Através do seu Eixo 2 – Património da Educação Local, o projecto MRIR procura desencadear um conjunto de reflexões acerca do valor patrimonial da cultura material da educação em meio rural, acerca da constituição deste património como objecto historiográfico e, designadamente, acerca dos modos de aproximação metodológica tendo em vista o estudo da memória da escola, bem como do papel que esta pode desempenhar na educação cívica e crítica da cidadania. 
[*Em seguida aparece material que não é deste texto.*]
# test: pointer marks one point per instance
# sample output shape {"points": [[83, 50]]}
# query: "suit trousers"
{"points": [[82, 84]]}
Por outro lado, esta valorização das fontes materiais da história da escola – as quais, até há bem pouco tempo, foram objecto de esquecimento ou até mesmo exclusão da categoria de património cultural, pela sua sub-estimação face aos testemunhos da cultura letrada -, supõe uma importante ruptura (ou viragem) que é simultaneamente epistémica e social, na medida em que re-centra a investigação histórica no conhecimento das práticas culturais e dos modos empíricos de produção da cultura escolar, nas quais os objectos surgem como registos que dão visibilidade a essa cultura. Ao atribuir a estes materiais um estatuto que antes eles não tinham – pelo facto de estarem excluídos da “memória protegida” (BENITO, 2010: 15) -, esta viragem epistémica e social permite operar uma revalorização da utensilagem de ensino-aprendizagem ao incluí-los no catálogo dos bens inscritos naquela que seria uma verdadeira democracia cultural: aquela que não só valoriza a enciclopédia e o arquivo dos textos maiores através do quais se expressa uma comunidade ou cultura, mas também aquela que presta atenção e consideração aos textos menores, aos objectos utilitários e aos elementos empíricos que transportam as marcas de uma tradição através da qual toda uma colectividade foi educada, mediante (entre outras coisas) os dispositivos tecnológicos e disciplinares da escola. 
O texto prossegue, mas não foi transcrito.